Microspores of the uninucleate stage are collected in liquid media and grown in suspension culture in pollen culture. The uni-nucleate pollens in suspension can give rise to calli mass or globular mass, from which plants can be raised via embryogenic or organogenic pathways.
Protoplast Culture
It is the cultivation of plant protoplasts, or the cultivation of cells devoid of a cell wall. Isolated protoplasts are typically cultured in agar media plates that are either liquid or semisolid. Enzymatic isolation of protoplasts from soft parenchymatous tissue is followed by purification and culture of viable protoplasts.

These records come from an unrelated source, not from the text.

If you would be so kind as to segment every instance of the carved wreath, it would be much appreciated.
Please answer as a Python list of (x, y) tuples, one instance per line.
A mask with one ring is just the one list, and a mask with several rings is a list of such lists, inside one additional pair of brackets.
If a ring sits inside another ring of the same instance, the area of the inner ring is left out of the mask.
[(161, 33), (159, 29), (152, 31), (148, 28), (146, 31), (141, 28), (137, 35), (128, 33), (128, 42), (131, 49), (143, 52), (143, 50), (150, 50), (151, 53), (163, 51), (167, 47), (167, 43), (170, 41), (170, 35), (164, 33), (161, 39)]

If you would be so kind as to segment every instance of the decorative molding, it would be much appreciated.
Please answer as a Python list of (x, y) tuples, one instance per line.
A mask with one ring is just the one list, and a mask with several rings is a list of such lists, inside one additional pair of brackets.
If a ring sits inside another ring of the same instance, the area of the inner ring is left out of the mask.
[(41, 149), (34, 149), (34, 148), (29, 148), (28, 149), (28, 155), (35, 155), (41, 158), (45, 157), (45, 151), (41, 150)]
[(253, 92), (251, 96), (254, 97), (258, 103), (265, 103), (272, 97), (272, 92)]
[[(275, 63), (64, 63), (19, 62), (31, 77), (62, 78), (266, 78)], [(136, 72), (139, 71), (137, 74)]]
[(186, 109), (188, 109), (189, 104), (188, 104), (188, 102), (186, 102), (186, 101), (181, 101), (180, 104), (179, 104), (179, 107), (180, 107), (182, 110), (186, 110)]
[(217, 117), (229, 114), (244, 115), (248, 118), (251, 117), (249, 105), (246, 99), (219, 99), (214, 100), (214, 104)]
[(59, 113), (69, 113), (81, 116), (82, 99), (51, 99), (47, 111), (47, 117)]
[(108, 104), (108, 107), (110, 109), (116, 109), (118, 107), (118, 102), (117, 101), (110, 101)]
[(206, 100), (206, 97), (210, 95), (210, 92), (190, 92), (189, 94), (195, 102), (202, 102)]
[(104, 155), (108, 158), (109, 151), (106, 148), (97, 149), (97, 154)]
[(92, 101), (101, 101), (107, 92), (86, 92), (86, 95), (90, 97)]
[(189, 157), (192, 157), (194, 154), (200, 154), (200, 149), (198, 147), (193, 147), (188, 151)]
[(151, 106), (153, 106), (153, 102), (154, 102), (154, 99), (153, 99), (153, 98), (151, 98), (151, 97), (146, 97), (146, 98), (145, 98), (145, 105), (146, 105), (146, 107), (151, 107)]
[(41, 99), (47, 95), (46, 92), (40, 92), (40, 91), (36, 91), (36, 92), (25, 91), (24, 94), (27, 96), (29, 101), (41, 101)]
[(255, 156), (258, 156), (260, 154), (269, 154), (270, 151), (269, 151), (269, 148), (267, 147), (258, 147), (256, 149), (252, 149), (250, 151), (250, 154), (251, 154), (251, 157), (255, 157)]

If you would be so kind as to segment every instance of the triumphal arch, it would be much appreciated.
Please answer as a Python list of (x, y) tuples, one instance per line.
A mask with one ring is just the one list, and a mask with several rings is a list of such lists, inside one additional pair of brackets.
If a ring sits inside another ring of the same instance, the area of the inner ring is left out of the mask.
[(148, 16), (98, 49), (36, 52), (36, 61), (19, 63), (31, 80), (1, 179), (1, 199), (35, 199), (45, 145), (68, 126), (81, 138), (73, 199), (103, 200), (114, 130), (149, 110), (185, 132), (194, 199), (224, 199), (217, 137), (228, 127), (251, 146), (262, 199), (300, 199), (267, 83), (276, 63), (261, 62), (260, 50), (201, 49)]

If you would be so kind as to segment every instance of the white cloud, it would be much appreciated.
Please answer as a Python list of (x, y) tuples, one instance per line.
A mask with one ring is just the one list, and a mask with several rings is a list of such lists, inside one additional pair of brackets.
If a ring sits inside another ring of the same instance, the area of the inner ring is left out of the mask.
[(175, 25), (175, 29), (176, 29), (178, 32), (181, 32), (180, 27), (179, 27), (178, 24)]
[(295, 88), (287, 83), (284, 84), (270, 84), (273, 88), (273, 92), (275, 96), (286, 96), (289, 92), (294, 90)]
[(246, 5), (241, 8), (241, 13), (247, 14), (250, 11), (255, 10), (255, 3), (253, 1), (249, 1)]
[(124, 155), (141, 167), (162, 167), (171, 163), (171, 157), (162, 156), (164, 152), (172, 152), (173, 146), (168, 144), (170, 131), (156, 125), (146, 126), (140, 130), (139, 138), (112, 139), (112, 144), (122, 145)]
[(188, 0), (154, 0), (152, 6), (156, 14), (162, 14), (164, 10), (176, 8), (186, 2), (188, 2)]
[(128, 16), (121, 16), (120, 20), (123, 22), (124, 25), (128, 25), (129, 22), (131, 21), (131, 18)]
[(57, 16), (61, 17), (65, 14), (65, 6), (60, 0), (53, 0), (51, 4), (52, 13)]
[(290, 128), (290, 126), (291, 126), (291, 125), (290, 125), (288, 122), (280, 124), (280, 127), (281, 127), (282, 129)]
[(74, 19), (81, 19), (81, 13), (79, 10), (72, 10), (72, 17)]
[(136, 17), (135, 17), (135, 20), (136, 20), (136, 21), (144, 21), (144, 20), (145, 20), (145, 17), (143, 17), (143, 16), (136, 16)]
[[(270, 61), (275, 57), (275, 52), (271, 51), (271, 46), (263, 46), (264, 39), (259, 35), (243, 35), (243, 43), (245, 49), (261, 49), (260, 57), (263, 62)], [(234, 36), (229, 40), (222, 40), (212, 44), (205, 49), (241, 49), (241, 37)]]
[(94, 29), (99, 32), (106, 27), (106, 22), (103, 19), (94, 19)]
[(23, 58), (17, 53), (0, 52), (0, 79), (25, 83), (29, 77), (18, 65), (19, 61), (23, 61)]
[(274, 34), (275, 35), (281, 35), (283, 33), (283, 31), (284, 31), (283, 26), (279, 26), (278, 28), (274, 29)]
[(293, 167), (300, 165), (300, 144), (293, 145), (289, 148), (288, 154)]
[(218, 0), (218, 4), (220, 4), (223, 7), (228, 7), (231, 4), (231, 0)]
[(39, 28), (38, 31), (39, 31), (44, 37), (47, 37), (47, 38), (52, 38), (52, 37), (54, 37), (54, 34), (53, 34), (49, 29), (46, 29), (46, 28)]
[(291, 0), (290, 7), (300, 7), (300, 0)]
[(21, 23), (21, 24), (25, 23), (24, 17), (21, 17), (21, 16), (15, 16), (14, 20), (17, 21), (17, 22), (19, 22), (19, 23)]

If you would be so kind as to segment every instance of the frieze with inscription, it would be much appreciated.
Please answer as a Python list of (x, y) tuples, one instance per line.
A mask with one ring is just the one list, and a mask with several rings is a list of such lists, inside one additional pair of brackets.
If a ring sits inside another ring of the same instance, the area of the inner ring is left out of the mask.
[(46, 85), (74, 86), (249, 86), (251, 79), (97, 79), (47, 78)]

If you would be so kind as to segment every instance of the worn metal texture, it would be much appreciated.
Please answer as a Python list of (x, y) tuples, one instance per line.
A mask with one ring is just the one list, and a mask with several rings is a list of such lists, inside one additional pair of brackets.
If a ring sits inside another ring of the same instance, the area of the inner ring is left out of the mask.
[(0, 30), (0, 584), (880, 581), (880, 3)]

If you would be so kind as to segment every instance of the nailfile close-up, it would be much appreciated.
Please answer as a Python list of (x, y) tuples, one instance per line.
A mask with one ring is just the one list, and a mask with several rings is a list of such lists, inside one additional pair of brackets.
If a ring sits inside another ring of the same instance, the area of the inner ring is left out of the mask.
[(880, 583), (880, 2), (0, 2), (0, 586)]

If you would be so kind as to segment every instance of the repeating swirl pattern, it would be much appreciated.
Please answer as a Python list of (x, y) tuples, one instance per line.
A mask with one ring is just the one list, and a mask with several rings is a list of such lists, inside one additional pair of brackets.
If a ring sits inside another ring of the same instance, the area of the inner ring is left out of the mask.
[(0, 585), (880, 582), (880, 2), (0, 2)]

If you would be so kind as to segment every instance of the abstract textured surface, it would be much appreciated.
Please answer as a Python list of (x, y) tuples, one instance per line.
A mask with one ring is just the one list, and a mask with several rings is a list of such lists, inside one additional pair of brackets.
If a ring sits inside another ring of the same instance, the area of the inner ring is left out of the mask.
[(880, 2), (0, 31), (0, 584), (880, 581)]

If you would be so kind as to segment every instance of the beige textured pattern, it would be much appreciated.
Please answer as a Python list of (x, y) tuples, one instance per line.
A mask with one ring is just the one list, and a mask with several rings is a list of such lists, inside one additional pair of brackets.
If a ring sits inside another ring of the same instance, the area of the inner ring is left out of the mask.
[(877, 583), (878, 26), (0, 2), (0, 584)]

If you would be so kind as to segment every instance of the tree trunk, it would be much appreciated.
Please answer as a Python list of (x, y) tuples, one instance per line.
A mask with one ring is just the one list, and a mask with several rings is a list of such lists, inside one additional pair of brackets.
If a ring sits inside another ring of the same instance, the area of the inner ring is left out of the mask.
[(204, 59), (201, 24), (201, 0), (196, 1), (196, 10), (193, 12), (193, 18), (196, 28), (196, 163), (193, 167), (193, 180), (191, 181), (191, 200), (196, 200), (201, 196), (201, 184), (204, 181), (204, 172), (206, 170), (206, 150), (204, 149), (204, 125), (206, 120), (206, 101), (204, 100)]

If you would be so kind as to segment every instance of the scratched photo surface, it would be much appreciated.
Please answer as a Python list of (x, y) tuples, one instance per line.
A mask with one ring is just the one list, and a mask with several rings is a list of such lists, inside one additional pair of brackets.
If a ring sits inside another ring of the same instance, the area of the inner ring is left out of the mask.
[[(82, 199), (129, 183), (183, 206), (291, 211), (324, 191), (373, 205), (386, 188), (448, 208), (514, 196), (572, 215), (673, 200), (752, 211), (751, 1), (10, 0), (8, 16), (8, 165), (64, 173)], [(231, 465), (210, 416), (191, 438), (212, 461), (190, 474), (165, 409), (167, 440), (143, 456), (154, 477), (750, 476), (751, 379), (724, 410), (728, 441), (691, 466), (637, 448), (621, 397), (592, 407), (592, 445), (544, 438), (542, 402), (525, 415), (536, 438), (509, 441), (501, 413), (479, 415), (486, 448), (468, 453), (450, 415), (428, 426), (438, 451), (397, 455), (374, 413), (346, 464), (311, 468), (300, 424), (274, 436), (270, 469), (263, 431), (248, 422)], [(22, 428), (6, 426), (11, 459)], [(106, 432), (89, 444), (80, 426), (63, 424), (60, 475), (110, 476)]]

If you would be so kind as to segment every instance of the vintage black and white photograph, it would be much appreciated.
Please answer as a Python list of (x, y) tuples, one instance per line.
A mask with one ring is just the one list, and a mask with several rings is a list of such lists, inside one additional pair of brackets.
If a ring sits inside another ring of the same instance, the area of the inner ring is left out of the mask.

The protoplast culture is primarily used to create genetically modified plants in which the transgene is successfully inserted into the plant protoplast and the transgenic plant is regenerated from that transformed protoplast. Somatic hybridization of two plant species via protoplast fusion is another aspect of protoplast culture.
Conclusion
Wilhelm Roux, a German zoologist, made an early attempt at tissue culture in 1885, cultivating tissue from a chick embryo in a warm salt solution. However, the first real breakthrough occurred in 1907, when American zoologist Ross G. Harrison demonstrated the growth of frog nerve cell processes in a medium of clotted lymph. Tissue culture is the biological research method in which fragments of tissue from an animal or the plant are transferred to an artificial environment where they can survive and function. Seeds can be cultured in vitro to produce seedlings or plants. It is the most effective method for raising the sterile seedling. Embryo developed from wide hybridisation between two different species may not mature fully due to embryo-endosperm incompatibility. . In the case of woody plants, success is achieved when the explant is taken after the dormancy period has ended. Cell suspension cultures can be performed in a batch or continuous culture system. In the later system, the culture is continuously supplied with nutrients by the inflow of fresh medium, with subsequent draining of used medium, but the culture volume remains constant. Microspores of the uni-nucleate stage are collected in liquid media and grown in suspension culture in pollen culture.